Cos’è il Chèba?

Il Chèba era un particolare strumento di tortura utilizzato nella Repubblica di Venezia.  Una gabbia in legno o in ferro sospesa a una certa altezza da terra, entro la quale veniva rinchiuso il condannato. Essa poteva essere agganciata a una catena pendente da un palo fuoriuscente dal muro di un edificio, oppure addossata direttamente alla sua muratura.

Durante il periodo della pena, che variava a seconda del delitto commesso, il prigioniero poteva nutrirsi tramite una cordicella con la quale riusciva a trascinare pane e acqua da bere.

Da dove proviene il termine Chèba?

Il termine, proveniente dal dialetto veneziano, in lingua italiana significa gabbia.

Fu ideata principalmente per punire gli ecclesiastici colpevoli di sodomia, omicidio, falso e bestemmia, e rimase in uso fino alla fine del alla fine del XV secolo.

Si racconta che questa condanna fu inflitta il 24 dicembre 1391 a Jacopo Tanto, parroco della chiesa di san Maurizio, che aveva ucciso un altro prete. In quell’occasione la pena fu a vita.

Un chèba (un tempo) al campanile di San Marco

Per un paio di secoli il campanile di San Marco ospitò una chèba, probabilmente costruita in legno e irrobustita di ferro, e appesa con delle catene o una corda a una trave che sporgeva da un buco a metà altezza della canna di mattoni del campanile, sopra le botteghe dei panettieri.

La gabbia fu rimossa nel XVI secolo dopo avere accolto il suo ultimo ospite, il prete Francesco di San Polo, che aveva bestemmiato per la fortuna avversa al gioco.

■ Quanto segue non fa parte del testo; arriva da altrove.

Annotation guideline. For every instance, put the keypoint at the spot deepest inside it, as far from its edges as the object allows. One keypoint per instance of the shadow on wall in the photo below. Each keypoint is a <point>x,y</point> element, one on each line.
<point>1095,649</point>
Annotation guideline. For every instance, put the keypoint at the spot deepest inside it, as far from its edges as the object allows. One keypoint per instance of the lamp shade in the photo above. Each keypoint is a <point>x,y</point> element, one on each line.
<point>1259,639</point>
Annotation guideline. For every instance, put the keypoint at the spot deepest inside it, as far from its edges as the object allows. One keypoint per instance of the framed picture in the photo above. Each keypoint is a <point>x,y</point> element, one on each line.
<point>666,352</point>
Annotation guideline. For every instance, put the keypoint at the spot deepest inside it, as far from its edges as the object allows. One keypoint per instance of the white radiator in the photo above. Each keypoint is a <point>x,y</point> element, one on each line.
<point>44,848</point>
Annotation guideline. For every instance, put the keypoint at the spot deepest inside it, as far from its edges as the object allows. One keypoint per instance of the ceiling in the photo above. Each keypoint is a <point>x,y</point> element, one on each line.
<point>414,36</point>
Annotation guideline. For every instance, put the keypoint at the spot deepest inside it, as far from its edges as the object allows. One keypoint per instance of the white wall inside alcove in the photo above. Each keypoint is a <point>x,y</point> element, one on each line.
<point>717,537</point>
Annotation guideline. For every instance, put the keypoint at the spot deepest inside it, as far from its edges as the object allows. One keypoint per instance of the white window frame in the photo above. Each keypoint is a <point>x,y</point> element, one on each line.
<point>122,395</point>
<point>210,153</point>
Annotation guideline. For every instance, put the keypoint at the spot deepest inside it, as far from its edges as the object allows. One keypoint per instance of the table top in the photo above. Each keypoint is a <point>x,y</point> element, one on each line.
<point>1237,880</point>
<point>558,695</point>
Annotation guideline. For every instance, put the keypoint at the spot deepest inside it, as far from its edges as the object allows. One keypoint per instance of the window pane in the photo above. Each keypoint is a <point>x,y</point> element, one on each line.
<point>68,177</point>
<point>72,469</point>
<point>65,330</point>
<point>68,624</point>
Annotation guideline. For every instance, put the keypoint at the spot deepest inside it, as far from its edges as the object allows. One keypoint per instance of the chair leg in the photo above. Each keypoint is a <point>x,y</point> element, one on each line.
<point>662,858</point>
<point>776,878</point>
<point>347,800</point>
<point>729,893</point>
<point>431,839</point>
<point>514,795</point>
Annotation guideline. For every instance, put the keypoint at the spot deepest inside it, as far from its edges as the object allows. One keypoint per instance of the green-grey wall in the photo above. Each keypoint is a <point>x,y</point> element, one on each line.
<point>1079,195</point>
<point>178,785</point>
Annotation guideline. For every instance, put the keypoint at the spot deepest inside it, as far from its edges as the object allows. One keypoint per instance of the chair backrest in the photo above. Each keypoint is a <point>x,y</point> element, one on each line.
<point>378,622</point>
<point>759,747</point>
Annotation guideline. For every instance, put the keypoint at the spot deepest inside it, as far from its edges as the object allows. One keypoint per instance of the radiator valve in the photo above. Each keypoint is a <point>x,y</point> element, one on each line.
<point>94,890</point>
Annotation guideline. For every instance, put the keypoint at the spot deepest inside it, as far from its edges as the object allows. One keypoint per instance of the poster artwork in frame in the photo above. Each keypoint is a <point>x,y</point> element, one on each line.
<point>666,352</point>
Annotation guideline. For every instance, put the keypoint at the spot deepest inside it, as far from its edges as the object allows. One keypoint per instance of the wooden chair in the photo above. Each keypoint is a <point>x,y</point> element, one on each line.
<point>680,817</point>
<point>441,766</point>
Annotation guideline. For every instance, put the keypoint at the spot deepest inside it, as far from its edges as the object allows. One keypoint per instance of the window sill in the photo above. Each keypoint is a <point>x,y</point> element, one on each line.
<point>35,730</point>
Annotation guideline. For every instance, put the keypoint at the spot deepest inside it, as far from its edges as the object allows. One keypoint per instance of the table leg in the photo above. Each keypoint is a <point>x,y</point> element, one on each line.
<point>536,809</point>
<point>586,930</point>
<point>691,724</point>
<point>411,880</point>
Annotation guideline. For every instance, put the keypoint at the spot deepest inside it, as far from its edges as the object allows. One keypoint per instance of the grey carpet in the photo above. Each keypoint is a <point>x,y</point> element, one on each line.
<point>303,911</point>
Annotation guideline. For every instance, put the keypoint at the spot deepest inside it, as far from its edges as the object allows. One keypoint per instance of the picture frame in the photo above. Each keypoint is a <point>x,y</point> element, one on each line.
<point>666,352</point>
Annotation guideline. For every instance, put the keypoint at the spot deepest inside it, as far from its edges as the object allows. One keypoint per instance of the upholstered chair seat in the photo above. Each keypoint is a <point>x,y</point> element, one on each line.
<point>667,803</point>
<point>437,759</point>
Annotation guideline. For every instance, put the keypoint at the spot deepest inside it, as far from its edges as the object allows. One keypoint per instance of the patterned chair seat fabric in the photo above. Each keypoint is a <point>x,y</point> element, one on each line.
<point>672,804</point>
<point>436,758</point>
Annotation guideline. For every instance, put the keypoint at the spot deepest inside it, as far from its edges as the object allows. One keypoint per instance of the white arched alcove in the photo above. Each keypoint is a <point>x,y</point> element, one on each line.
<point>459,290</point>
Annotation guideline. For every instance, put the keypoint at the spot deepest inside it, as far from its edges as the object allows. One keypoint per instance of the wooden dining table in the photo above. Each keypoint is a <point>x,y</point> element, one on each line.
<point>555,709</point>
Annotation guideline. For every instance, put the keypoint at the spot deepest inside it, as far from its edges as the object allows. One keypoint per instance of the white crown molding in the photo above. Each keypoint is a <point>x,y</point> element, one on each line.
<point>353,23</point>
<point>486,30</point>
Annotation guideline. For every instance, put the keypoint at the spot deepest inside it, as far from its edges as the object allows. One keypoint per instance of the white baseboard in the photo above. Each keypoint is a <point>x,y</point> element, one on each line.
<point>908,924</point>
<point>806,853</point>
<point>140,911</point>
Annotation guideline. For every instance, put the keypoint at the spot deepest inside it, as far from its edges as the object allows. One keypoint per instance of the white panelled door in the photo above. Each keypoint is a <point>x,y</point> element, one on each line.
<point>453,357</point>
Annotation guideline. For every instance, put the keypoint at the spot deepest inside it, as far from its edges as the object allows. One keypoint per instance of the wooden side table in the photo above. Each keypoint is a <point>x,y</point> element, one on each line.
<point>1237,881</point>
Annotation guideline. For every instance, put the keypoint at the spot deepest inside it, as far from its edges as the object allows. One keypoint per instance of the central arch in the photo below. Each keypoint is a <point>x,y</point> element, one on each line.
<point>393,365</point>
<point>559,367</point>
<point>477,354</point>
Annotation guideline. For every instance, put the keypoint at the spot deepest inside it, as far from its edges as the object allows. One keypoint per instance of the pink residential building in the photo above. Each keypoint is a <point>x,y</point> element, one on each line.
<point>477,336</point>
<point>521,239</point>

Le carceri di Palazzo delle Prigioni a Venezia

Il Palazzo delle Prigioni offre l’opportunità di visionare ancora oggi gli strumenti di tortura, le carceri e i vestiti d’epoca, oltre che conoscere storie e leggende di una Venezia lontana. Un pezzo di storia testimone delle macchine della morte e di tortura usate un tempo come strumenti di giustizia.